Our group recently discovered that a genetic variation that occurs in up to 40% (nearly half) of people in the general population, and in those with PD, impacts their responsiveness to anti-parkinsonian medication.  Specifically, PD individuals with this particular genetic variation, which is technically referred to as a “single nucleotide polymorphism” or SNP, diminishes the therapeutic effectiveness of Sinemet. The consequence of this particular SNP is that subjects with this genetic variation are unable to release an important “trophic” or supportive substance called BDNF (brain-derived neurotrophic factor) from their nerve cells. This deficit is thought to impair critical  communication between certain nerve cells, particularly those in brain regions effected by PD. Based on this biological effect, we hypothesize that this SNP is a genetic “risk factor” that underlies the impaired clinical response of some PD individuals to the brain repair strategy involving transplanting new dopamine producing brains cells.

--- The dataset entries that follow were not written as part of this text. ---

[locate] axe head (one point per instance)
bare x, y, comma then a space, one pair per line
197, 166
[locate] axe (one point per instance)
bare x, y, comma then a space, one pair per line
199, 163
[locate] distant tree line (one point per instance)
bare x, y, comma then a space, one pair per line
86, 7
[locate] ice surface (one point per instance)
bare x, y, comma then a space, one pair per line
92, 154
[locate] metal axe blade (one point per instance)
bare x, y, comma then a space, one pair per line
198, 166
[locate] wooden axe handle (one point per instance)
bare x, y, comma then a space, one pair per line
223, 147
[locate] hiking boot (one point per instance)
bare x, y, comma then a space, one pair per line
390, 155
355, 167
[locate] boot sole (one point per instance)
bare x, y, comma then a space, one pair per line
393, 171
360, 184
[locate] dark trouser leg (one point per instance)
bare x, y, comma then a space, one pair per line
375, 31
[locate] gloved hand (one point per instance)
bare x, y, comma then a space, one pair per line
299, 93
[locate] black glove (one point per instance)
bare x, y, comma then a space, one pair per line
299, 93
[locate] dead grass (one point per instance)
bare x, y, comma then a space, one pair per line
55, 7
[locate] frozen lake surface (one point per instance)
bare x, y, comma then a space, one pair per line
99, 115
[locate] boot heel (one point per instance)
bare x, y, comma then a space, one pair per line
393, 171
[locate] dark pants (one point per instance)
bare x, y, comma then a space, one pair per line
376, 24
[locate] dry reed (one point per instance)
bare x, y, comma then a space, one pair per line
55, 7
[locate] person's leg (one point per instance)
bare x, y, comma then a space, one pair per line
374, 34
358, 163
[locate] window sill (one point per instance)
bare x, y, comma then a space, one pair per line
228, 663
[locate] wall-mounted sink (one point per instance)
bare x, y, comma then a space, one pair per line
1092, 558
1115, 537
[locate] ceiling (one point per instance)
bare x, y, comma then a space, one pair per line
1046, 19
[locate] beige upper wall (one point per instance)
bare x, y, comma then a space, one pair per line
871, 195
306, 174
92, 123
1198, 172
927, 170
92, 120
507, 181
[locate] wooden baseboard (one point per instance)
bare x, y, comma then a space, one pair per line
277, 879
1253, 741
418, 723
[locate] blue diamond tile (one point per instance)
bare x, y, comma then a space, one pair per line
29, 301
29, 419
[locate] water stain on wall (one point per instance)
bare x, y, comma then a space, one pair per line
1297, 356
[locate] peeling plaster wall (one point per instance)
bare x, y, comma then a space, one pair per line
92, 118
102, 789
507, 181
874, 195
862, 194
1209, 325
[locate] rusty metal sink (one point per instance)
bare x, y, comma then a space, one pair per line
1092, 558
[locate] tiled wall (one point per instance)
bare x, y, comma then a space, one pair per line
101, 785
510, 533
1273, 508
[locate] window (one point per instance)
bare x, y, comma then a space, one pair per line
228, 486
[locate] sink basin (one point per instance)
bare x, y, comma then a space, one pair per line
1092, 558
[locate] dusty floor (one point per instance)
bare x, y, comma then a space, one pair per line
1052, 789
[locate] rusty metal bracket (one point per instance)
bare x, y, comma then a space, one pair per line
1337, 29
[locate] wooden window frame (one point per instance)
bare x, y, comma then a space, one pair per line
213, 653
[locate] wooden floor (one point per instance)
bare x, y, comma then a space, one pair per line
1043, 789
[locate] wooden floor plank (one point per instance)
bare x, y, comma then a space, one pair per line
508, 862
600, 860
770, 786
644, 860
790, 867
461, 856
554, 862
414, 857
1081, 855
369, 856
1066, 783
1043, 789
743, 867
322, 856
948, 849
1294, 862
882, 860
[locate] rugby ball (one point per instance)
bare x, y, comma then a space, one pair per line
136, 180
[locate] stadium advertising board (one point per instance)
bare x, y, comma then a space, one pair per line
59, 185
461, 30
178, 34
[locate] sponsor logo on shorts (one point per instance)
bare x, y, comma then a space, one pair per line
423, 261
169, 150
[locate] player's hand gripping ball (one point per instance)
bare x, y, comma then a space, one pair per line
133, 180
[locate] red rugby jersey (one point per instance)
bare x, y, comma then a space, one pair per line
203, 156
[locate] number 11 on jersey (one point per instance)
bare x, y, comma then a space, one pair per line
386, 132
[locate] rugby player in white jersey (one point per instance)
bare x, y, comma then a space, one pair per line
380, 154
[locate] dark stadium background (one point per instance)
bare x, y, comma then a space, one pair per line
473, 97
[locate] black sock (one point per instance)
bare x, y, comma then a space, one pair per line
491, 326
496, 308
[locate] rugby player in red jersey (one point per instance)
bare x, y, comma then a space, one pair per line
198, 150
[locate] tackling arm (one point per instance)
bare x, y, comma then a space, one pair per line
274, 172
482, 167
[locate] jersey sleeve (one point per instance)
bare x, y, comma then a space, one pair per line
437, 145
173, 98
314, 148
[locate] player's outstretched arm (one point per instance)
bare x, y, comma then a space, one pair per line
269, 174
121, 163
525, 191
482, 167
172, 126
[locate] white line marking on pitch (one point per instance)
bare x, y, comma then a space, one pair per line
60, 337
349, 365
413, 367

To test the idea that PD patients with this genetic risk factor are the subpopulation of individuals that are resistant to the therapeutic benefit from transplantation, we have generated a genetic rat model of the human SNP.  We propose to use this novel experimental tool to characterize the effects of this genetic risk factor on the ability of newly grafted nerve cells to integrate with, and remodel/repair the brain of parkinsonian SNP rats.  IF we determine that this SNP is indeed a genetic risk factor predicting lack of responsiveness to reverse parkinsonism following transplantation of new brain cells, this would advance “personalized medicine” in the clinic by allowing physicians to advise genetic testing to screen PD patients for the most effective and lasting symptomatic therapy for each individual patient. If these studies funded by the MPF do determine that this SNP is a risk factor hindering brain repair, it may also serve to advance the field of regenerative medicine by allowing a better picture of the “real utility” of nerve cell transplantation. Specifically, if physicians could screen individuals likely not to respond favorably to this approach, it would better inform the PD community of the true promise of this experimental approach. Understanding whether this SNP does compromise brain repair also could provide rationale for development of ways to supplement the supportive compound BDNF in the brains of individuals with this SNP, potentially allowing for successful brain repair in all patients.